Single by Ozzy Osbourne

from the album Ordinary Man
- Released: 8 November 2019
- Recorded: 2019
- Genre: Heavy metal; gothic rock; blues rock;
- Length: 4:57
- Label: Epic
- Songwriters: John Osbourne; Andrew Watt; Ali Tamposi; Chad Smith;
- Producer: Andrew Watt

Ozzy Osbourne singles chronology
| "Take What You Want" (2019) | "Under the Graveyard" (2019) | "Straight to Hell" (2019) |

Music video
- "Under the Graveyard" on YouTube

= Under the Graveyard =

"Under the Graveyard" is a power ballad by English heavy metal singer Ozzy Osbourne. Written and produced with Andrew Watt, it was released as the vocalist's first single in eight years on 8 November 2019. The song was released as the lead single of, and packaged with, Osbourne's twelfth studio album Ordinary Man in 2020, which was his first album since Scream in 2010. The song features Watt on guitar, Guns N' Roses bassist Duff McKagan and Red Hot Chili Peppers drummer Chad Smith. The song reached number one on the US Mainstream Rock chart in December 2019. The song has been described as a "massive", "booming", "searing" and "epic" power ballad by Music Mayhem, Billboard, Revolver and Ghost Cult magazines, respectively.

==Background==
Osbourne recorded "Under the Graveyard" after working with rapper Post Malone, Travis Scott, and guitarist/producer Andrew Watt on the single "Take What You Want". The song was written by Osbourne and Watt with songwriter Ali Tamposi and drummer Chad Smith, who also performs on the track. Speaking about the recording, the vocalist commented that "Duff and Chad came in and we would go in and jam during the day and I would go work out the songs in the evenings. I previously had said to Sharon [Osbourne, Ozzy's wife and manager] I should be doing an album, but in the back of my mind I was going, 'I haven't got the fucking strength.' But Andrew pulled it out of me. I really hope people listen to it and enjoy it, because I put my heart and soul into this album."

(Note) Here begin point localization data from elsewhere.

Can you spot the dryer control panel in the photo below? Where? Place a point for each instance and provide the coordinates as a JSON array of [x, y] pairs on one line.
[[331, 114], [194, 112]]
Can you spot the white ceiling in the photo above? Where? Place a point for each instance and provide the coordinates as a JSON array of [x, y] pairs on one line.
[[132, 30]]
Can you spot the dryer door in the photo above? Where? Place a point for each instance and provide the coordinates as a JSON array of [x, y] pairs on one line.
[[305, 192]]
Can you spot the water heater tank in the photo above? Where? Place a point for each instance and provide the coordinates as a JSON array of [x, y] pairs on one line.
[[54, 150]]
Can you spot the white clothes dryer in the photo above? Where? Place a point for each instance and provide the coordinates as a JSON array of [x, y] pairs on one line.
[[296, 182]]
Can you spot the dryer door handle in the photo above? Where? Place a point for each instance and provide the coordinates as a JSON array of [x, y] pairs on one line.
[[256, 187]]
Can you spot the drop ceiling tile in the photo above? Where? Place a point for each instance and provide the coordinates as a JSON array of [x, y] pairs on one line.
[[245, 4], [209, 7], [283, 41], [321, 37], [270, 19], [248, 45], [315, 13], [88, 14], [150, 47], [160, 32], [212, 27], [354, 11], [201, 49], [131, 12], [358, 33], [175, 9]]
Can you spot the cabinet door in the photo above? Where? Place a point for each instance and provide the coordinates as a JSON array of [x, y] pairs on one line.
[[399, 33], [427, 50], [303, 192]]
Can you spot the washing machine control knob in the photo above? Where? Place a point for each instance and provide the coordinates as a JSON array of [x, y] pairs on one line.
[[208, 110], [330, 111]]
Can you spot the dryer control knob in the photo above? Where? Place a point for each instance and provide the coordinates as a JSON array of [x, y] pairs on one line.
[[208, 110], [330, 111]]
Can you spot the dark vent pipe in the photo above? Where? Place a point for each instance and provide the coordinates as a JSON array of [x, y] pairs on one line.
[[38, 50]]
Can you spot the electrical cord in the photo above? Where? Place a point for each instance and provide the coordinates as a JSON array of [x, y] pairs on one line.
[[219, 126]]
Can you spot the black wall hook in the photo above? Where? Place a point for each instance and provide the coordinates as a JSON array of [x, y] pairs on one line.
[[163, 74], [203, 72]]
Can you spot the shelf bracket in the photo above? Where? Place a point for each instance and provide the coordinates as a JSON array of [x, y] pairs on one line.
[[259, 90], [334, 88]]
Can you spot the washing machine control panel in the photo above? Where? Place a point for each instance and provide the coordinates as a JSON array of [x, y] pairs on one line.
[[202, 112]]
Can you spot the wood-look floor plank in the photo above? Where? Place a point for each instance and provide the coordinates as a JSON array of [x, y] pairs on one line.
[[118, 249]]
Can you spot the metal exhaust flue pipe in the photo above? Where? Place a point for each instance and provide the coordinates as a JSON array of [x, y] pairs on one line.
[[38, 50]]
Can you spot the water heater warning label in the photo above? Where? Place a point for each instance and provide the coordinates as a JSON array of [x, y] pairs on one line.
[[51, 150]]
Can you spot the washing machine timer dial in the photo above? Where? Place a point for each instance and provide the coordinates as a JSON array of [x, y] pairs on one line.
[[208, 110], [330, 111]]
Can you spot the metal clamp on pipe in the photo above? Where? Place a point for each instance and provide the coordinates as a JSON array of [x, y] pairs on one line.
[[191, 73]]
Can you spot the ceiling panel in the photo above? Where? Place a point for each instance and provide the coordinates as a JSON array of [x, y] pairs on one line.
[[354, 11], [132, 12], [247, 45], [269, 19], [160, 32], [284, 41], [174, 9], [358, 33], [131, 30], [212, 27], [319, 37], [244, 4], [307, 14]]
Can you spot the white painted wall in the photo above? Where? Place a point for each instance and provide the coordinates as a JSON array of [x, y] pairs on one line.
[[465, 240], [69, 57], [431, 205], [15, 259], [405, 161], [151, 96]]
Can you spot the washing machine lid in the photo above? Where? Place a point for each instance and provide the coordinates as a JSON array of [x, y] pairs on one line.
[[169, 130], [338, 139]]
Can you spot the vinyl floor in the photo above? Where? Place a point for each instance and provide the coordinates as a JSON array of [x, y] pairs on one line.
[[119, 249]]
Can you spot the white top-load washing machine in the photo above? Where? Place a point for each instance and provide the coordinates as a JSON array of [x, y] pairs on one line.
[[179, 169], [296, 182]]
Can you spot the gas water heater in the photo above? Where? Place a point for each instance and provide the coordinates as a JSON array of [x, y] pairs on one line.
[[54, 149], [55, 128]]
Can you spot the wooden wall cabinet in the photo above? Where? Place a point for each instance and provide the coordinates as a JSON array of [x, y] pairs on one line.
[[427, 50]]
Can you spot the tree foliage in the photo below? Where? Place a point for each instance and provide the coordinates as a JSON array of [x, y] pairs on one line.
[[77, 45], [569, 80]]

Ozzy Osbourne was 70 years old when the song was made. He had recently faced severe life threatening illness in 2019 with a stay in intensive care for severe respiratory disease. He also was seriously injured in a fall - a leading cause of death in people of his demographic. He also had a diagnosis of Parkinson's disease - an incurable neurodegenerative disease.

==Music video==
A music video for the song, which was teased on Osbourne's official Twitter, was released on 19 December 2019. Directed by Jonas Åkerlund, it stars actors Jack Kilmer and Jessica Barden as Ozzy and Sharon, respectively.

==Reception==
Writing for the website Loudwire, Joe DiVita described "Under the Graveyard" as "a non-traditional song for Ozzy", claiming that "the newfound influence presents itself in the genre-hopping arrangement". DiVita went on to add that "Fuzz-drenched lead guitars, romping bass lines and alt-rock undertones make this one hard to define. The frontman's performance is strong and reflective, admitting past mistakes while exposing vulnerability and inner conflict."

==Personnel==
- Ozzy Osbourne – vocals
- Andrew Watt – guitar, bass, keyboards, production
- Duff McKagan – bass
- Chad Smith – drums
- Charlie Puth – keyboards
- Happy Perez – keyboards

==Charts==

===Weekly charts===

| Chart (2019–2020) | Peak position |
|---|---|
| New Zealand Hot Singles (RMNZ) | 29 |
| Scottish Singles Sales (Official Charts) | 77 |
| US Hot Rock & Alternative Songs (Billboard) | 3 |

===Year-end charts===

| Chart (2020) | Position |
|---|---|
| US Hot Rock & Alternative Songs (Billboard) | 41 |

==Certifications==

| Region | Certification | Certified units/sales |
| Canada (Music Canada) | Gold | 40,000^{‡} |
^{‡} Sales+streaming figures based on certification alone.